Elle a eu soudain envie de rire, mais ses lèvres ont refusé de se courber. Seules des larmes lourdes et silencieuses ont chuté, telles un collier de pernes brisé.

Jusqu'au bout, son « mari » protégeait sa chère Jeannine...

« Et je mérite ça ? » La voix de Tiphaine était à peine un souffle, « Si je ne l'accuse pas, qui d'autre ? Moi-même ? Je ne remarcherai peut-être jamais, et tu trouves encore des excuses pour elle ! »

Gaëtan a serré les sourcils, une pointe d'impatience dans la voix : « Tiphaine, j'ai dit que ce n'était pas intentionnel. Pourquoi insistes-tu autant ? »

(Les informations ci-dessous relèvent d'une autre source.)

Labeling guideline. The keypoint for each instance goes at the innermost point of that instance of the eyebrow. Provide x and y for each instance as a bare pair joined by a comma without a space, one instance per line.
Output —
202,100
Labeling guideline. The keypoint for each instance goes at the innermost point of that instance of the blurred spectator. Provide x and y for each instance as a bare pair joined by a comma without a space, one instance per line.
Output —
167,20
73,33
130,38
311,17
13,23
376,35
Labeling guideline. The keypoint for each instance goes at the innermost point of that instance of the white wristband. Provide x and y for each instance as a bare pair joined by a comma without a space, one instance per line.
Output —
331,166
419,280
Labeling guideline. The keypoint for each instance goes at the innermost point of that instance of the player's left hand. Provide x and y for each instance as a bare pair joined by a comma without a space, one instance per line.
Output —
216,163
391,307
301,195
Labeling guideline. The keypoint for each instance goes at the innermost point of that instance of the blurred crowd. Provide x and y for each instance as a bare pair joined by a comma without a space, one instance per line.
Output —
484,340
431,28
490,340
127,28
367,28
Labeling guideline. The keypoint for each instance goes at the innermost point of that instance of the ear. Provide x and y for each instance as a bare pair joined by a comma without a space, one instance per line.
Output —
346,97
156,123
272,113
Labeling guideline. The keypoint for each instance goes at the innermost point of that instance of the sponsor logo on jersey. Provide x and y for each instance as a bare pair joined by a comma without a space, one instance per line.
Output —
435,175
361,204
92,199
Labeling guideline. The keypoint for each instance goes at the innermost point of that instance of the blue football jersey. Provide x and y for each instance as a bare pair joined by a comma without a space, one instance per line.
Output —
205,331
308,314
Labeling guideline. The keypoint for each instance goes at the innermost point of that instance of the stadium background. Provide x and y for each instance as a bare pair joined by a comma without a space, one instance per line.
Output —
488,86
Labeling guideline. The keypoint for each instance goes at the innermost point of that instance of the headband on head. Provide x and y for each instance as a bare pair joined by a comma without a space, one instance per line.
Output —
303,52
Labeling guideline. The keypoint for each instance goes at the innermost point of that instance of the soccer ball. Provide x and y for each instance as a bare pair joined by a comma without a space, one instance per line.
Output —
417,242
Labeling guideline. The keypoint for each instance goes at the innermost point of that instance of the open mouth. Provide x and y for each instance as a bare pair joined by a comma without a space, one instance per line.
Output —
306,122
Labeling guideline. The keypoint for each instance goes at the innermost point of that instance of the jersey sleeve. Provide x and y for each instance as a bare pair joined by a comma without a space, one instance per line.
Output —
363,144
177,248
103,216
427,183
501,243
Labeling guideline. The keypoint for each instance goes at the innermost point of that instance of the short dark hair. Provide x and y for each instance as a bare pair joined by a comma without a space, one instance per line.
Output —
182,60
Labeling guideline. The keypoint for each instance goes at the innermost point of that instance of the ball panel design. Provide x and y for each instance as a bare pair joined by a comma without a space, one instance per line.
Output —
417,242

Il a marqué une pause, et a repris avec une nuance de reproche : « D'ailleurs, si tu n'avais pas brusquement tiré le volant, l'accident ne serait jamais arrivé. As-tu seulement considéré ta part de responsabilité ? »

Ces mots sont tombés comme un seau d'eau glacée sur Tiphaine, gelant instantanément le sang dans ses veines.

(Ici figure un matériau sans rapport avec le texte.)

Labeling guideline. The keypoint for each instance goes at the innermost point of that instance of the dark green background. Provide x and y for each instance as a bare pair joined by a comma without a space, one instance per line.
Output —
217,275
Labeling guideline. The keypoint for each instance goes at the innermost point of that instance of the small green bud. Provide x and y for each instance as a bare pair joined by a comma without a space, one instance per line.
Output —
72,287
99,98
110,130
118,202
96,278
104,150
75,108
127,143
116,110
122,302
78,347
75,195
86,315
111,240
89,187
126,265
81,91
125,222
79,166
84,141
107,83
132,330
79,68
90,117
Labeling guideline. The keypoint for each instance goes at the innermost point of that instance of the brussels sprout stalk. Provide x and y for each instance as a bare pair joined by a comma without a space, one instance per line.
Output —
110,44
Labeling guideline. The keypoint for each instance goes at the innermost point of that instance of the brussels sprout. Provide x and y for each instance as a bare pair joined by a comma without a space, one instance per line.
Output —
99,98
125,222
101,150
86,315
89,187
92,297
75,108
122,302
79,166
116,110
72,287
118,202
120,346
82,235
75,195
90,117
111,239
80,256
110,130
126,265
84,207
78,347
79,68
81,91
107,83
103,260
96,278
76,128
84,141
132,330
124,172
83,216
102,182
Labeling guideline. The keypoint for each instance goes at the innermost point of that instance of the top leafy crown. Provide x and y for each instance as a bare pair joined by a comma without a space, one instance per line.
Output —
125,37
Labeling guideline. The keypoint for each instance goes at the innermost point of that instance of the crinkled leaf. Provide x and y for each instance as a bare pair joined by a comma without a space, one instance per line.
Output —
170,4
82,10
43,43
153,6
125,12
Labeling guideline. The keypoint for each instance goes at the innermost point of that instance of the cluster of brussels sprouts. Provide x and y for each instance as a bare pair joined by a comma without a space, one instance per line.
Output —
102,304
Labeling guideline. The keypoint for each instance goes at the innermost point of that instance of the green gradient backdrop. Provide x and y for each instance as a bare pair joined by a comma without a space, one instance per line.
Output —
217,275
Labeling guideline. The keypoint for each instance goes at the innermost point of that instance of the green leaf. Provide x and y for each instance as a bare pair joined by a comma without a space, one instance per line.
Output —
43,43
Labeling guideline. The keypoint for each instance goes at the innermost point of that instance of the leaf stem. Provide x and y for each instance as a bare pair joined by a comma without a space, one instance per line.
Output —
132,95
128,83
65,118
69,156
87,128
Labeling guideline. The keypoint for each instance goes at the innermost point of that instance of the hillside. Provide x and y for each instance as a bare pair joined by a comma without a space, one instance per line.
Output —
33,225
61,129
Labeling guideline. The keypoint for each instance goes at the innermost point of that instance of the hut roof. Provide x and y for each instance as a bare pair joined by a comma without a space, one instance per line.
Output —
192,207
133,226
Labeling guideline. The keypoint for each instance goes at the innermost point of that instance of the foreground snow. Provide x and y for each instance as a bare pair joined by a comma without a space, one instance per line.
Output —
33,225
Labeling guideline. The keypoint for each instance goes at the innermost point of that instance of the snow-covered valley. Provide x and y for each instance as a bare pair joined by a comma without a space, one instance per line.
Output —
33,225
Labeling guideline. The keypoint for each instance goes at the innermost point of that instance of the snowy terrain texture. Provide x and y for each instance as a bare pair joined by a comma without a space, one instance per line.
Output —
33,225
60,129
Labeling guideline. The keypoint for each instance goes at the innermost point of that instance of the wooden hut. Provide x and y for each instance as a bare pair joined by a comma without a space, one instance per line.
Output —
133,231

Pourtant, presque aussitôt, elle a poussé un rire. Un rire plus amer que ses larmes.

Bien sûr. Cela avait toujours été ainsi. Dès qu'il s'agissait de Jeannine, elle devenait systématiquement la coupable.

À cet instant, son cœur déjà brisé a semblé se déchirer une dernière fois, avant d'être réduit en poussière...

Elle a fermé les yeux, sa voix vidée de toute attente : « Je suis fatiguée. Pars. »

Ce n'était qu'en voyant son visage décomposé que Gaëtan a réalisé la brutalité de ses mots. Il a ouvert la bouche pour s'excuser, mais n'a trouvé rien. Il s'est résigné à partir, mais ses pas étaient étrangement chancelants.

Les trois jours suivants, Gaëtan a veillé sur Tiphaine sans presque la quitter. Il lui a donné ses médicaments de sa main, a cuisiné tous ses plats préférés d'autrefois, installant même un lit pliant à côté du sien pour la nuit.

Et Tiphaine ? Elle s'est comportée comme une marionnette sans âme. Il lui tendait les pilules, elle ouvrait la bouche. Il la soutenait, elle se levait. Pas un mot de plus, pas un regard.

Jusqu'à ce que Gaëtan, n'y tenant plus, ne lâche : « Je vais devoir organiser un faux mariage avec Jeannine. »

Enfin, elle a réagi.

« D'accord. J'y assisterai », sa voix restait plate.

L'inquiétude a étreint à nouveau Gaëtan. Il avait imaginé des larmes, des reproches, pas cette indifférence glaçante.

Il s'est hâté d'expliquer, une panique subtile dans la voix : « Tiphaine, les Suchet traquent Jeannine. Ils veulent la forcer à épouser leur fils. Je suis son plus vieil ami, je ne peux pas la regarder se jeter dans la gueule du loup. »

« Alors je vais annoncer notre divorce. Puis j'organiserai ce mariage avec Jeannine. Mais crois-moi, tout sera faux. Notre séparation est temporaire. Dès que ce sera réglé, tout redeviendra comme avant. »

À ces mots, Tiphaine s'est mise à rire doucement. Non par mépris ou colère, mais par un soulagement profond et tangible.

De toute évidence, Fernand passait enfin à l'action.

Gaëtan dépeignait les Suchet comme un antre monstrueux. Mais pour elle, ils représentaient l'unique planche de salut pour fuir cette relation étouffante.